Certo, può starci relativamente agli incontri nostalgici (veri o millantati che fossero stati) con i latitanti Messina Denaro. Un po’ meno romantica potrebbe invece essere valutata l’ipotesi intercettata in cui si auspica l’uccisione di uno dei figli di Lorenzo Cimarosa, il dichiarante parente del superboss, che ha collaborato con la giustizia. Oppure la volontà di farsi 30 anni di galera pur di nascondere la primula rossa, evitandogli la cattura.
Ad ogni modo, Errante non ha dubbi. Se avesse il sospetto che la mafia influenzasse l’azione amministrativa del comune, si dimetterebbe.
Le ipotesi delle dimissioni in massa però erano state avanzate prima di questo consiglio, in sede di conferenza dei capigruppo. A fronte della proposta di un consigliere di maggioranza per un documento unico a firma di tutti i consiglieri, probabilmente lo stesso letto all’inizio della seduta dal presidente del consiglio comunale, il Partito Democratico aveva acconsentito a condizione che si prevedessero le dimissioni in massa di consiglieri, assessori e sindaco. E che si prevedesse un dibattito politico, affinché emergessero con chiarezza le singole posizioni di ognuno.
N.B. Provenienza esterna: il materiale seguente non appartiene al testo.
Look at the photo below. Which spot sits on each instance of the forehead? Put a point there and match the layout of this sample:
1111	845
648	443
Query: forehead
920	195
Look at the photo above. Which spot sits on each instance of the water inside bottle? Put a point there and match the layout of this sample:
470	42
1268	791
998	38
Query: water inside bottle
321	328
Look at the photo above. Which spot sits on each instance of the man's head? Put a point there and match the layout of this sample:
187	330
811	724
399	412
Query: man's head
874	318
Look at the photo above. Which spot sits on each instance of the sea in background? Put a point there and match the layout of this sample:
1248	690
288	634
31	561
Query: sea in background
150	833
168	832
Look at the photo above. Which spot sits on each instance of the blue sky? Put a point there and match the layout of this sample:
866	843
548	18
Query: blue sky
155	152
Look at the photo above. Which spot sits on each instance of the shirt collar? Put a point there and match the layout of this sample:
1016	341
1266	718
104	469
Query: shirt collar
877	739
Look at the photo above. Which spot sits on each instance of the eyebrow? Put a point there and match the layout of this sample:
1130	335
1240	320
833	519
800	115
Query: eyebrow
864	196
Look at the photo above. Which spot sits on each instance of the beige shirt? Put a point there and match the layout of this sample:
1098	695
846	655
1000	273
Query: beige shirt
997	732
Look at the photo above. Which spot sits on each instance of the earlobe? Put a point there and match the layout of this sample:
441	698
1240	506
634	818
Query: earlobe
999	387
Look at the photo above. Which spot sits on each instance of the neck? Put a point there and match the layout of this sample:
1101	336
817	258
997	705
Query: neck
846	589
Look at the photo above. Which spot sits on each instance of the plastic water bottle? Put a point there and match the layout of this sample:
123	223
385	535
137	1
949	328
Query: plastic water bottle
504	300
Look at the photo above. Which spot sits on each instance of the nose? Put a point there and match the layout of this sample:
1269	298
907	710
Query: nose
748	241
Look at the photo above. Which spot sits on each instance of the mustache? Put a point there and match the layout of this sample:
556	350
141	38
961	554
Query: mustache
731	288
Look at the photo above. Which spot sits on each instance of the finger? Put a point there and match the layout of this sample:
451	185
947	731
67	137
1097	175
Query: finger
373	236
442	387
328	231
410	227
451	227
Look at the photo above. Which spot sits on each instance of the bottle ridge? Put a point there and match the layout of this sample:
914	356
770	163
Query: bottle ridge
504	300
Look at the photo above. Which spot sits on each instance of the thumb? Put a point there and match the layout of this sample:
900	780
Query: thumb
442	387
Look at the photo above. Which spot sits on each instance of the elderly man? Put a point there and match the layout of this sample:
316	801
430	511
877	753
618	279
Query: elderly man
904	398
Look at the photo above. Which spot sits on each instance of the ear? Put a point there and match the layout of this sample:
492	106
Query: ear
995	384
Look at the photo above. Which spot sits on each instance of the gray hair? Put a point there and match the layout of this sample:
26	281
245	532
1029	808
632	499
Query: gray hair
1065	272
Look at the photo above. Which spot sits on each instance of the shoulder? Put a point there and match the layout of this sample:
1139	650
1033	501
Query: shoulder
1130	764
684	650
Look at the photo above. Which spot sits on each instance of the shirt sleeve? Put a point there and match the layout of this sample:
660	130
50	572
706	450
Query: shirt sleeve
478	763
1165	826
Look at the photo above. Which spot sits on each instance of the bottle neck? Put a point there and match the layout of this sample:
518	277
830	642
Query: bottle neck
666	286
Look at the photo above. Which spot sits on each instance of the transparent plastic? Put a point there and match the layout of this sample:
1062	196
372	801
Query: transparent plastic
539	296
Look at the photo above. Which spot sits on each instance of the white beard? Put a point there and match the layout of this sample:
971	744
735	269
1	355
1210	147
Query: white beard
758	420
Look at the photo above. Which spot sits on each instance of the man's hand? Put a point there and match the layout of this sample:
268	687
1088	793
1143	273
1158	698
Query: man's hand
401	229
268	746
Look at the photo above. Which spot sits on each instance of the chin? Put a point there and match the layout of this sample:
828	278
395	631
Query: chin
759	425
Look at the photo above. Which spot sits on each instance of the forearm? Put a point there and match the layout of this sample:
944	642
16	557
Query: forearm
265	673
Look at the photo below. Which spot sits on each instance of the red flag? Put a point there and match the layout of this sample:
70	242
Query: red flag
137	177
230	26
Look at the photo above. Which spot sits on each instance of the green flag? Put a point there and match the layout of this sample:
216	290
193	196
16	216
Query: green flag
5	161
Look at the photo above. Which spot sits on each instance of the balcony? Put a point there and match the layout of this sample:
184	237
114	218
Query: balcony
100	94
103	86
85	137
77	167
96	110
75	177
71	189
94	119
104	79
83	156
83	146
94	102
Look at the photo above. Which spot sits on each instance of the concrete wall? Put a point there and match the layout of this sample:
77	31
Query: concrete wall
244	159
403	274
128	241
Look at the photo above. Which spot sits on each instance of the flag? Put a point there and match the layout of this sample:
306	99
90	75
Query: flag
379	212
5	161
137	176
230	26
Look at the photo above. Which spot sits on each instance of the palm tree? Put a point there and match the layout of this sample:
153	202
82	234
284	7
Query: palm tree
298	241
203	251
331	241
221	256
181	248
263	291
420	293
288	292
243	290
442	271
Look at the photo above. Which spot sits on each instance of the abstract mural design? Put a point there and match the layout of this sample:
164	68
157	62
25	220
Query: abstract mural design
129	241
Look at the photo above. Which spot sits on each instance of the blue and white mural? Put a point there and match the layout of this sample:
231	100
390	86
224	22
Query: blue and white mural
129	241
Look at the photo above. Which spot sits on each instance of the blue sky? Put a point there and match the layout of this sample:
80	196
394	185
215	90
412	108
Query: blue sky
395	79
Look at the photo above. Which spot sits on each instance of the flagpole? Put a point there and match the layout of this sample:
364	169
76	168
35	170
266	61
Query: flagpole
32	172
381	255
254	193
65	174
La proposta non fu ben accolta sia dal sindaco, che la considerò demagogica, che da altri consiglieri di maggioranza.
Niente documento unico quindi, come invece era accaduto nel 2011 (con l’allora sindaco Pompeo), quando un servizio televisivo di La7 (“fratelli di mafia”), aveva coinvolto la città di Castelvetrano, con quell’intervista ad un cittadino che elogiava Matteo Messina Denaro e condannava la classe politica italiana. Le prevedibili reazioni da orgoglio ferito (della serie “hanno scambiato tutti i castelvetranesi per mafiosi”) avevano prodotto un documento unico del consiglio comunale in cui si criticava fortemente la trasmissione per aver presentato “in modo distorto la realtà della città”, ma condannando allo stesso tempo “fermamente la mafia e il malaffare”.
L’impressione è che l’amministrazione della città sia preoccupata più per la luce dei riflettori sulla questione, che per il reintegro in consiglio comunale di un impresentabile che partecipa alle decisioni per la vita amministrativa della città.
Ed è un’impressione che arriva dalle stesse parole di Errante, pronunciate in consiglio: “Io sono convinto del fatto che qualsiasi cosa oggi si possa dire, di fatto crei nocumento a questa comunità. E lo so con certezza, perché l’effetto mediatico è certamente imbarazzante per questa comunità. E lo è prima di tutto per il sindaco che, rappresentando la comunità, ha il dovere di dire quello che pensa a voce alta”.
Di fatto Giambalvo è rimasto al suo posto, sullo sfondo di una posizione quantomeno contraddittoria da parte dell’amministrazione della città che, con un colpo al cerchio ed uno alla botte, esprime schizofrenicamente posizioni incompatibili.